The Mississippi Development Authority and other state agencies are not federal buyers, but they participate in the federal DBE (Disadvantaged Business Enterprise) program for federally funded transportation projects, which is covered below.
State-level certifications that complement HUBZone
Mississippi does not have a direct state-level equivalent of HUBZone, but two certifications are worth pursuing alongside it.
The Mississippi Unified Certification Program (MUCP), administered through the Mississippi Department of Transportation, certifies Disadvantaged Business Enterprises for federally funded transportation projects under USDOT requirements. If you qualify for HUBZone ownership thresholds (US citizen, small business), you may also qualify for DBE certification. DBE certification opens MDOT contracts, airport improvement projects, and transit procurements that carry federal funding requirements.

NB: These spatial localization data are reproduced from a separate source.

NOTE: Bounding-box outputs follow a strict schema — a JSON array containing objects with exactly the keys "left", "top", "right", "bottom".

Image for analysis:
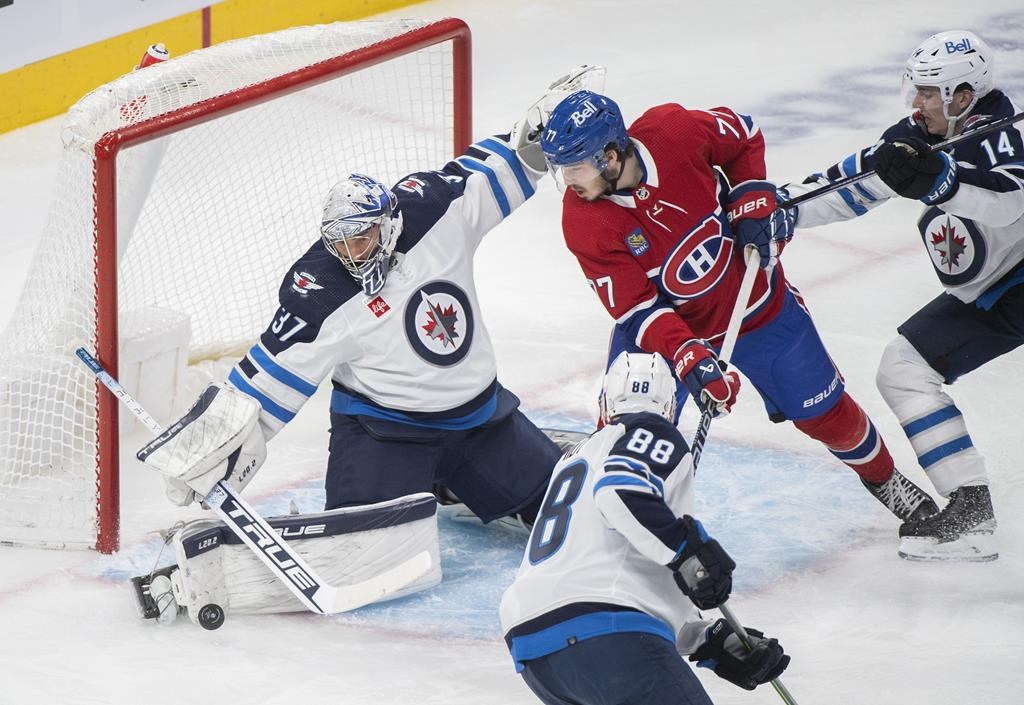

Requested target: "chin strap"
[{"left": 600, "top": 147, "right": 631, "bottom": 194}]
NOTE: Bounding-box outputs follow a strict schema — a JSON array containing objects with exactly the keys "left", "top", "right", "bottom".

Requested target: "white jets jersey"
[
  {"left": 500, "top": 412, "right": 707, "bottom": 669},
  {"left": 225, "top": 135, "right": 543, "bottom": 438},
  {"left": 789, "top": 91, "right": 1024, "bottom": 306}
]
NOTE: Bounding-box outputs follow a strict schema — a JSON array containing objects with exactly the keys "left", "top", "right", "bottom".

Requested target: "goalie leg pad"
[{"left": 170, "top": 492, "right": 440, "bottom": 624}]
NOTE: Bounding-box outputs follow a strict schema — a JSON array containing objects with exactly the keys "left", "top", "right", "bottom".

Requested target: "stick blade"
[{"left": 315, "top": 550, "right": 434, "bottom": 614}]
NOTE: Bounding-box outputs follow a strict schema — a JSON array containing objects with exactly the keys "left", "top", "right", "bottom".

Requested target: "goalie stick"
[{"left": 74, "top": 346, "right": 432, "bottom": 615}]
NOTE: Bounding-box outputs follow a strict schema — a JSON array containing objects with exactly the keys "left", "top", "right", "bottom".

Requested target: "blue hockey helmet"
[
  {"left": 541, "top": 90, "right": 630, "bottom": 171},
  {"left": 320, "top": 173, "right": 402, "bottom": 297}
]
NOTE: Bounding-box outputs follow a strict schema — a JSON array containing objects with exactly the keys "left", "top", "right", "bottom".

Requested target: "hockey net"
[{"left": 0, "top": 18, "right": 471, "bottom": 552}]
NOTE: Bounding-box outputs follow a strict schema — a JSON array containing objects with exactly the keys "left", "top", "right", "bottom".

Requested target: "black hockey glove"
[
  {"left": 689, "top": 618, "right": 791, "bottom": 691},
  {"left": 668, "top": 516, "right": 735, "bottom": 610},
  {"left": 874, "top": 137, "right": 959, "bottom": 205}
]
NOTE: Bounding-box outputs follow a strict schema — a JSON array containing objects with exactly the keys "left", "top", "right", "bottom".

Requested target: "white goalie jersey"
[
  {"left": 500, "top": 413, "right": 707, "bottom": 669},
  {"left": 224, "top": 135, "right": 544, "bottom": 438}
]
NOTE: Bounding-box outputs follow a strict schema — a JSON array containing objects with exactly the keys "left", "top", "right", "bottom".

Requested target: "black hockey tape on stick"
[{"left": 780, "top": 110, "right": 1024, "bottom": 210}]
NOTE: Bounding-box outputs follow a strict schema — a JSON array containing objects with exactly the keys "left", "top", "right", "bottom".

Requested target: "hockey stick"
[
  {"left": 719, "top": 602, "right": 799, "bottom": 705},
  {"left": 780, "top": 109, "right": 1024, "bottom": 209},
  {"left": 74, "top": 346, "right": 432, "bottom": 615},
  {"left": 688, "top": 246, "right": 760, "bottom": 471}
]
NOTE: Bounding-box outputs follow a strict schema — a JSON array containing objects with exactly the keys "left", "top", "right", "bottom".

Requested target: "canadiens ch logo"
[
  {"left": 625, "top": 229, "right": 650, "bottom": 256},
  {"left": 404, "top": 281, "right": 474, "bottom": 366},
  {"left": 918, "top": 209, "right": 985, "bottom": 286},
  {"left": 291, "top": 271, "right": 324, "bottom": 296},
  {"left": 659, "top": 215, "right": 733, "bottom": 300}
]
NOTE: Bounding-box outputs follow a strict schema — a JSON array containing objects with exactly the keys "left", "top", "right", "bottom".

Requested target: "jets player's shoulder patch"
[
  {"left": 277, "top": 241, "right": 362, "bottom": 317},
  {"left": 291, "top": 270, "right": 324, "bottom": 296},
  {"left": 403, "top": 280, "right": 474, "bottom": 367}
]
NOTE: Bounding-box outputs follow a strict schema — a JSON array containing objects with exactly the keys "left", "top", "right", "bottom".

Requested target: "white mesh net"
[{"left": 0, "top": 19, "right": 462, "bottom": 549}]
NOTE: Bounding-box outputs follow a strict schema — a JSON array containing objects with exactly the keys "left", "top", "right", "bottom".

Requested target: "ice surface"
[{"left": 1, "top": 2, "right": 1022, "bottom": 703}]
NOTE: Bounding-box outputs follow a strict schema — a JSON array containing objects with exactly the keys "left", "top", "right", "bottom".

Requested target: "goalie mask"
[
  {"left": 320, "top": 174, "right": 403, "bottom": 297},
  {"left": 599, "top": 352, "right": 677, "bottom": 425},
  {"left": 901, "top": 30, "right": 994, "bottom": 138}
]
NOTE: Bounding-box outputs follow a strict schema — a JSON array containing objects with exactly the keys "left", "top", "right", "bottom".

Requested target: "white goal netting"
[{"left": 0, "top": 19, "right": 467, "bottom": 550}]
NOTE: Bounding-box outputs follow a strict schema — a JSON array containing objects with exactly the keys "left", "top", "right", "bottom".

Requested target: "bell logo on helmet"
[
  {"left": 945, "top": 38, "right": 972, "bottom": 54},
  {"left": 570, "top": 100, "right": 599, "bottom": 127}
]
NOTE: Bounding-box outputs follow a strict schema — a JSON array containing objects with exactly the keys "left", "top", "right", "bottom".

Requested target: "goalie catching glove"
[
  {"left": 688, "top": 618, "right": 790, "bottom": 691},
  {"left": 512, "top": 64, "right": 607, "bottom": 173},
  {"left": 137, "top": 383, "right": 267, "bottom": 506}
]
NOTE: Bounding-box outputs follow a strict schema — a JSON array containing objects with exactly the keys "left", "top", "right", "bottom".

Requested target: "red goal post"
[{"left": 0, "top": 18, "right": 472, "bottom": 553}]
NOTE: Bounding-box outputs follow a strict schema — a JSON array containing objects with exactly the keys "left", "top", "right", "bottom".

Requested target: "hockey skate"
[
  {"left": 898, "top": 485, "right": 998, "bottom": 562},
  {"left": 861, "top": 469, "right": 939, "bottom": 522}
]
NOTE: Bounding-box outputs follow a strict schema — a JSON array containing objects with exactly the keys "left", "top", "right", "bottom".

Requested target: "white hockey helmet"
[
  {"left": 599, "top": 352, "right": 677, "bottom": 425},
  {"left": 901, "top": 30, "right": 994, "bottom": 124},
  {"left": 320, "top": 173, "right": 403, "bottom": 297}
]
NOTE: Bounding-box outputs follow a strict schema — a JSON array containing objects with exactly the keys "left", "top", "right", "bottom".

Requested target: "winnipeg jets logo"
[
  {"left": 918, "top": 210, "right": 985, "bottom": 286},
  {"left": 930, "top": 219, "right": 968, "bottom": 271},
  {"left": 404, "top": 281, "right": 474, "bottom": 366},
  {"left": 420, "top": 291, "right": 460, "bottom": 348},
  {"left": 398, "top": 177, "right": 427, "bottom": 196},
  {"left": 291, "top": 271, "right": 324, "bottom": 296}
]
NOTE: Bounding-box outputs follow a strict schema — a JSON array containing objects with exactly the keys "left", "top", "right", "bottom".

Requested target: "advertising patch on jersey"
[
  {"left": 291, "top": 271, "right": 324, "bottom": 296},
  {"left": 659, "top": 215, "right": 733, "bottom": 300},
  {"left": 625, "top": 229, "right": 650, "bottom": 257},
  {"left": 366, "top": 295, "right": 391, "bottom": 318},
  {"left": 404, "top": 281, "right": 474, "bottom": 366},
  {"left": 918, "top": 209, "right": 986, "bottom": 286},
  {"left": 397, "top": 176, "right": 427, "bottom": 197}
]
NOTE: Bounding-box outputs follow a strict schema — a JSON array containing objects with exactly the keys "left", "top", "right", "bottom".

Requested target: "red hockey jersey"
[{"left": 561, "top": 103, "right": 786, "bottom": 363}]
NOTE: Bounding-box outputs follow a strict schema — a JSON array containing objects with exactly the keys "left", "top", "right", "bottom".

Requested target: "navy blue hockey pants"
[
  {"left": 520, "top": 632, "right": 713, "bottom": 705},
  {"left": 324, "top": 402, "right": 559, "bottom": 523},
  {"left": 899, "top": 283, "right": 1024, "bottom": 384}
]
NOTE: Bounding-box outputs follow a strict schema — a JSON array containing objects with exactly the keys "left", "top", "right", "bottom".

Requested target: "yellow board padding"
[
  {"left": 0, "top": 13, "right": 204, "bottom": 134},
  {"left": 210, "top": 0, "right": 428, "bottom": 44},
  {"left": 0, "top": 0, "right": 428, "bottom": 135}
]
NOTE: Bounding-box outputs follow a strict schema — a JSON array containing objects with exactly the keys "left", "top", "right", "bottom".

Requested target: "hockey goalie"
[{"left": 132, "top": 383, "right": 443, "bottom": 629}]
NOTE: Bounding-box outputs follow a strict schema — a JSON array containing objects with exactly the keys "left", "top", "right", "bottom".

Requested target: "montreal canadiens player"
[
  {"left": 539, "top": 90, "right": 938, "bottom": 532},
  {"left": 500, "top": 352, "right": 789, "bottom": 705},
  {"left": 776, "top": 31, "right": 1021, "bottom": 561}
]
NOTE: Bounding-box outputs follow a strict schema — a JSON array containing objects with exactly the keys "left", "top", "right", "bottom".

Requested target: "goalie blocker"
[{"left": 134, "top": 493, "right": 441, "bottom": 627}]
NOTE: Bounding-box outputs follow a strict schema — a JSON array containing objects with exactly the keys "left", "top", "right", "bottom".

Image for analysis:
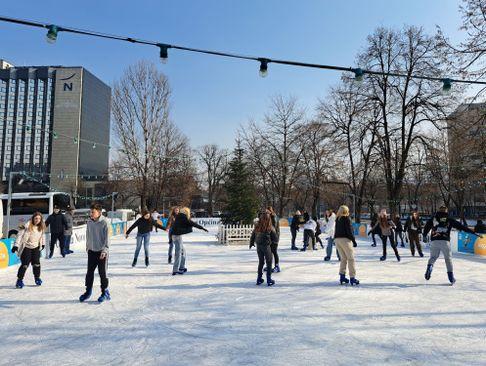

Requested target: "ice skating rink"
[{"left": 1, "top": 227, "right": 485, "bottom": 365}]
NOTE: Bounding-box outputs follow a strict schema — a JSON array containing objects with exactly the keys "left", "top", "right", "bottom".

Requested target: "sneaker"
[{"left": 98, "top": 289, "right": 111, "bottom": 303}]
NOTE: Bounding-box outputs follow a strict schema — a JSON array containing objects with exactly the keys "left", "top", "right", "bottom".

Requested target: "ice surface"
[{"left": 1, "top": 227, "right": 485, "bottom": 365}]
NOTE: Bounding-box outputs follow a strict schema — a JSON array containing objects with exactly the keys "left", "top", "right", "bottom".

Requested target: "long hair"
[
  {"left": 336, "top": 205, "right": 349, "bottom": 218},
  {"left": 181, "top": 207, "right": 191, "bottom": 219},
  {"left": 28, "top": 211, "right": 45, "bottom": 232},
  {"left": 266, "top": 206, "right": 275, "bottom": 215},
  {"left": 255, "top": 213, "right": 273, "bottom": 233},
  {"left": 379, "top": 210, "right": 390, "bottom": 229}
]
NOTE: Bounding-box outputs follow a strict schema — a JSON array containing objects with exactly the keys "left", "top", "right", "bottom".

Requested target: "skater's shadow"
[{"left": 0, "top": 299, "right": 80, "bottom": 306}]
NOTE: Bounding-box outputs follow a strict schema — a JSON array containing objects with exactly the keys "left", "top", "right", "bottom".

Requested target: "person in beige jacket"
[
  {"left": 334, "top": 205, "right": 359, "bottom": 286},
  {"left": 11, "top": 212, "right": 46, "bottom": 288}
]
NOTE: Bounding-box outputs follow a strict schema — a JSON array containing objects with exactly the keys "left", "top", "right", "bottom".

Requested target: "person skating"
[
  {"left": 323, "top": 209, "right": 340, "bottom": 261},
  {"left": 151, "top": 209, "right": 160, "bottom": 232},
  {"left": 126, "top": 209, "right": 166, "bottom": 267},
  {"left": 290, "top": 210, "right": 303, "bottom": 250},
  {"left": 314, "top": 215, "right": 325, "bottom": 249},
  {"left": 79, "top": 203, "right": 111, "bottom": 303},
  {"left": 371, "top": 209, "right": 400, "bottom": 262},
  {"left": 45, "top": 205, "right": 68, "bottom": 258},
  {"left": 63, "top": 206, "right": 75, "bottom": 255},
  {"left": 404, "top": 211, "right": 424, "bottom": 257},
  {"left": 266, "top": 206, "right": 281, "bottom": 273},
  {"left": 423, "top": 206, "right": 482, "bottom": 285},
  {"left": 249, "top": 212, "right": 278, "bottom": 286},
  {"left": 334, "top": 205, "right": 359, "bottom": 286},
  {"left": 165, "top": 207, "right": 180, "bottom": 264},
  {"left": 393, "top": 214, "right": 405, "bottom": 247},
  {"left": 11, "top": 212, "right": 46, "bottom": 288},
  {"left": 171, "top": 207, "right": 208, "bottom": 275},
  {"left": 369, "top": 211, "right": 378, "bottom": 247},
  {"left": 474, "top": 219, "right": 486, "bottom": 234},
  {"left": 301, "top": 212, "right": 317, "bottom": 251}
]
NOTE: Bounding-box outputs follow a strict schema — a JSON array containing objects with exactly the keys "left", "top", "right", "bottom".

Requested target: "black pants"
[
  {"left": 316, "top": 233, "right": 324, "bottom": 248},
  {"left": 85, "top": 250, "right": 109, "bottom": 291},
  {"left": 371, "top": 233, "right": 377, "bottom": 246},
  {"left": 270, "top": 243, "right": 279, "bottom": 266},
  {"left": 381, "top": 235, "right": 399, "bottom": 258},
  {"left": 17, "top": 247, "right": 41, "bottom": 280},
  {"left": 49, "top": 232, "right": 65, "bottom": 257},
  {"left": 291, "top": 228, "right": 298, "bottom": 247},
  {"left": 395, "top": 231, "right": 404, "bottom": 246},
  {"left": 303, "top": 229, "right": 316, "bottom": 250},
  {"left": 257, "top": 245, "right": 273, "bottom": 278}
]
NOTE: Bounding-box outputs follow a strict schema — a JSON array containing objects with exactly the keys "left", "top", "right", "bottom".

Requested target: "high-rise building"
[{"left": 0, "top": 64, "right": 111, "bottom": 196}]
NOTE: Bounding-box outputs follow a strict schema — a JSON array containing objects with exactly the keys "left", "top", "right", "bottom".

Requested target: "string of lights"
[{"left": 1, "top": 15, "right": 486, "bottom": 91}]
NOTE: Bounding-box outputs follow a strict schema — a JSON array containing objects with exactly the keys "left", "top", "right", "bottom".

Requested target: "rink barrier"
[
  {"left": 0, "top": 238, "right": 19, "bottom": 268},
  {"left": 218, "top": 224, "right": 253, "bottom": 245}
]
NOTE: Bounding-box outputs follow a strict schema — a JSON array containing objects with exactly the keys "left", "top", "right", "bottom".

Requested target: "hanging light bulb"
[
  {"left": 442, "top": 78, "right": 452, "bottom": 94},
  {"left": 46, "top": 25, "right": 59, "bottom": 44},
  {"left": 259, "top": 58, "right": 269, "bottom": 78},
  {"left": 158, "top": 44, "right": 170, "bottom": 64},
  {"left": 353, "top": 68, "right": 365, "bottom": 82}
]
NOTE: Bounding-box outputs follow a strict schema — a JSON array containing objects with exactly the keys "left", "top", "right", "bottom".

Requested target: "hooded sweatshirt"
[
  {"left": 423, "top": 212, "right": 476, "bottom": 242},
  {"left": 86, "top": 215, "right": 110, "bottom": 254}
]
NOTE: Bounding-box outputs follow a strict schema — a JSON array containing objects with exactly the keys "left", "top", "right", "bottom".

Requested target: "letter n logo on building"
[{"left": 63, "top": 83, "right": 73, "bottom": 91}]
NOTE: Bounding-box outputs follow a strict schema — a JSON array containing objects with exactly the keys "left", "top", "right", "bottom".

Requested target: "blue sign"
[{"left": 457, "top": 232, "right": 477, "bottom": 254}]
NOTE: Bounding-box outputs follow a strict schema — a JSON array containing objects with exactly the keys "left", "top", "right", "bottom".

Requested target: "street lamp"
[
  {"left": 111, "top": 192, "right": 118, "bottom": 223},
  {"left": 6, "top": 171, "right": 24, "bottom": 237}
]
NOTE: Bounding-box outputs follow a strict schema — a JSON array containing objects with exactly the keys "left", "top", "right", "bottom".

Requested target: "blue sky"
[{"left": 1, "top": 0, "right": 464, "bottom": 149}]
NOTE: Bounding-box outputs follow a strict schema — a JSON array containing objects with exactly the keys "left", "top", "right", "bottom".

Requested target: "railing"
[{"left": 218, "top": 224, "right": 253, "bottom": 245}]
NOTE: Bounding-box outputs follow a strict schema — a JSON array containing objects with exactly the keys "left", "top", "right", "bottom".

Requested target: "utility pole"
[{"left": 111, "top": 192, "right": 118, "bottom": 223}]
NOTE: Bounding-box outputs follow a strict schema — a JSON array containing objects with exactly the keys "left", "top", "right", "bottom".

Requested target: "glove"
[
  {"left": 204, "top": 228, "right": 209, "bottom": 232},
  {"left": 249, "top": 244, "right": 254, "bottom": 249},
  {"left": 41, "top": 245, "right": 45, "bottom": 251},
  {"left": 353, "top": 241, "right": 357, "bottom": 248},
  {"left": 11, "top": 246, "right": 18, "bottom": 253}
]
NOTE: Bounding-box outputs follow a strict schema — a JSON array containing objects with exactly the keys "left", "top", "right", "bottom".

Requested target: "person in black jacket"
[
  {"left": 393, "top": 214, "right": 405, "bottom": 247},
  {"left": 334, "top": 205, "right": 359, "bottom": 286},
  {"left": 369, "top": 211, "right": 378, "bottom": 247},
  {"left": 474, "top": 219, "right": 486, "bottom": 234},
  {"left": 171, "top": 207, "right": 208, "bottom": 275},
  {"left": 290, "top": 210, "right": 303, "bottom": 250},
  {"left": 423, "top": 206, "right": 482, "bottom": 284},
  {"left": 265, "top": 206, "right": 281, "bottom": 273},
  {"left": 126, "top": 209, "right": 166, "bottom": 267},
  {"left": 45, "top": 205, "right": 68, "bottom": 258},
  {"left": 404, "top": 211, "right": 424, "bottom": 257},
  {"left": 250, "top": 212, "right": 278, "bottom": 286}
]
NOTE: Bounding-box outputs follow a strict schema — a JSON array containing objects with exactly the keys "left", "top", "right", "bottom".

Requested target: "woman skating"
[
  {"left": 314, "top": 215, "right": 325, "bottom": 249},
  {"left": 126, "top": 209, "right": 166, "bottom": 267},
  {"left": 249, "top": 212, "right": 278, "bottom": 286},
  {"left": 11, "top": 212, "right": 46, "bottom": 288},
  {"left": 324, "top": 210, "right": 340, "bottom": 261},
  {"left": 165, "top": 207, "right": 180, "bottom": 264},
  {"left": 404, "top": 211, "right": 424, "bottom": 257},
  {"left": 266, "top": 206, "right": 281, "bottom": 273},
  {"left": 171, "top": 207, "right": 208, "bottom": 275},
  {"left": 301, "top": 212, "right": 317, "bottom": 251},
  {"left": 334, "top": 205, "right": 359, "bottom": 285},
  {"left": 393, "top": 214, "right": 405, "bottom": 247},
  {"left": 372, "top": 209, "right": 400, "bottom": 262}
]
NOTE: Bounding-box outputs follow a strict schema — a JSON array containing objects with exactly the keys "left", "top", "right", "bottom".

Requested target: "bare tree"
[
  {"left": 242, "top": 95, "right": 306, "bottom": 216},
  {"left": 197, "top": 144, "right": 229, "bottom": 215}
]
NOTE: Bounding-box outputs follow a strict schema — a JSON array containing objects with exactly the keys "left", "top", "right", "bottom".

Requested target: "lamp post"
[
  {"left": 111, "top": 191, "right": 118, "bottom": 223},
  {"left": 6, "top": 171, "right": 24, "bottom": 237}
]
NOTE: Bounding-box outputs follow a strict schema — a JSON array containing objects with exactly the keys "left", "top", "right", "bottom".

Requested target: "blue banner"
[
  {"left": 457, "top": 231, "right": 477, "bottom": 254},
  {"left": 0, "top": 238, "right": 20, "bottom": 268}
]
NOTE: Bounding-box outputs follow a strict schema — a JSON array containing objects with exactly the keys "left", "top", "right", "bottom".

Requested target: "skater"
[
  {"left": 290, "top": 210, "right": 303, "bottom": 250},
  {"left": 393, "top": 214, "right": 405, "bottom": 248},
  {"left": 372, "top": 209, "right": 400, "bottom": 262},
  {"left": 423, "top": 205, "right": 481, "bottom": 285},
  {"left": 323, "top": 209, "right": 340, "bottom": 261},
  {"left": 79, "top": 203, "right": 111, "bottom": 303},
  {"left": 301, "top": 212, "right": 317, "bottom": 251},
  {"left": 63, "top": 206, "right": 74, "bottom": 255},
  {"left": 314, "top": 215, "right": 325, "bottom": 249},
  {"left": 165, "top": 207, "right": 180, "bottom": 264},
  {"left": 266, "top": 206, "right": 281, "bottom": 273},
  {"left": 171, "top": 207, "right": 208, "bottom": 275},
  {"left": 249, "top": 212, "right": 277, "bottom": 286},
  {"left": 45, "top": 205, "right": 68, "bottom": 258},
  {"left": 404, "top": 211, "right": 424, "bottom": 257},
  {"left": 334, "top": 205, "right": 359, "bottom": 285},
  {"left": 474, "top": 219, "right": 486, "bottom": 234},
  {"left": 126, "top": 209, "right": 166, "bottom": 267},
  {"left": 151, "top": 209, "right": 160, "bottom": 232},
  {"left": 11, "top": 212, "right": 45, "bottom": 288},
  {"left": 369, "top": 211, "right": 378, "bottom": 247}
]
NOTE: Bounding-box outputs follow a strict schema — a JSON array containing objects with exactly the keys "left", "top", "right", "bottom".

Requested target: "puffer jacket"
[{"left": 249, "top": 229, "right": 279, "bottom": 247}]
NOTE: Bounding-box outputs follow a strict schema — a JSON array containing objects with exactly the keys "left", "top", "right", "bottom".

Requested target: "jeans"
[
  {"left": 168, "top": 230, "right": 174, "bottom": 256},
  {"left": 64, "top": 235, "right": 72, "bottom": 253},
  {"left": 172, "top": 235, "right": 186, "bottom": 273},
  {"left": 134, "top": 233, "right": 151, "bottom": 260},
  {"left": 291, "top": 228, "right": 298, "bottom": 247},
  {"left": 326, "top": 237, "right": 341, "bottom": 260},
  {"left": 395, "top": 231, "right": 404, "bottom": 246},
  {"left": 85, "top": 250, "right": 109, "bottom": 291}
]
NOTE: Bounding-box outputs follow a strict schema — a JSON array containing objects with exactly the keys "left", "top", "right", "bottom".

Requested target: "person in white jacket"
[
  {"left": 300, "top": 212, "right": 317, "bottom": 251},
  {"left": 324, "top": 210, "right": 340, "bottom": 261},
  {"left": 11, "top": 212, "right": 46, "bottom": 288}
]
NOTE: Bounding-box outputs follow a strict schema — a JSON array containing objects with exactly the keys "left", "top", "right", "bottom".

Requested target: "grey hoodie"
[{"left": 86, "top": 215, "right": 110, "bottom": 254}]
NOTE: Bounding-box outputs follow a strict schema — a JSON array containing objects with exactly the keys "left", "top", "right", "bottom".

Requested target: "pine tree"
[{"left": 223, "top": 142, "right": 258, "bottom": 224}]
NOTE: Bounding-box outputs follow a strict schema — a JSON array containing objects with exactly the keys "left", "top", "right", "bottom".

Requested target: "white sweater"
[
  {"left": 325, "top": 213, "right": 336, "bottom": 237},
  {"left": 303, "top": 219, "right": 317, "bottom": 231}
]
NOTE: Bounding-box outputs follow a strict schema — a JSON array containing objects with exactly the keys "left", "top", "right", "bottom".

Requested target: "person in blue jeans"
[
  {"left": 126, "top": 209, "right": 166, "bottom": 267},
  {"left": 165, "top": 207, "right": 180, "bottom": 264}
]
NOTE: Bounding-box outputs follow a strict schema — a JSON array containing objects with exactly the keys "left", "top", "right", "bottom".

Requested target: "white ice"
[{"left": 1, "top": 227, "right": 485, "bottom": 366}]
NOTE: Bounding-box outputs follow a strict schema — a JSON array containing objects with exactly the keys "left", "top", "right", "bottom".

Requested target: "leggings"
[
  {"left": 270, "top": 243, "right": 279, "bottom": 266},
  {"left": 17, "top": 247, "right": 41, "bottom": 280},
  {"left": 381, "top": 235, "right": 399, "bottom": 258}
]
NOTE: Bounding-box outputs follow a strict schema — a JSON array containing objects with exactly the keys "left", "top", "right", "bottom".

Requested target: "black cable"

The Mississippi Department of Finance and Administration maintains a small and minority business certification for state-funded purchasing contracts. This is separate from federal certification and follows Mississippi procurement rules rather than SBA rules. It does not require HUBZone geography.
If you are also a minority-owned or women-owned business, pursue NMSDC MBE or WBENC WBE certification in parallel. Corporate supplier diversity programs frequently source from certified MBE/WBE firms, which gives you a private-sector pipeline alongside your federal contracting strategy.
Timeline and what to expect
From first gathering documents to receiving your HUBZone certificate, budget three to four months if your documentation is clean. Add another month if you need to fix SAM.gov registration issues or chase down employee address verification.
After certification, you must recertify annually. The SBA will send a reminder, but the burden is on you to submit before the expiration date. Missing recertification means losing the certification mid-year, which can disqualify you from contracts in progress.
Start with the SBA HUBZone map, confirm your office address and your employees' home addresses qualify, then schedule a call with the Mississippi APEX Accelerator before you fill out a single form. The pre-application review they provide takes an hour and can save you months of back-and-forth with the SBA.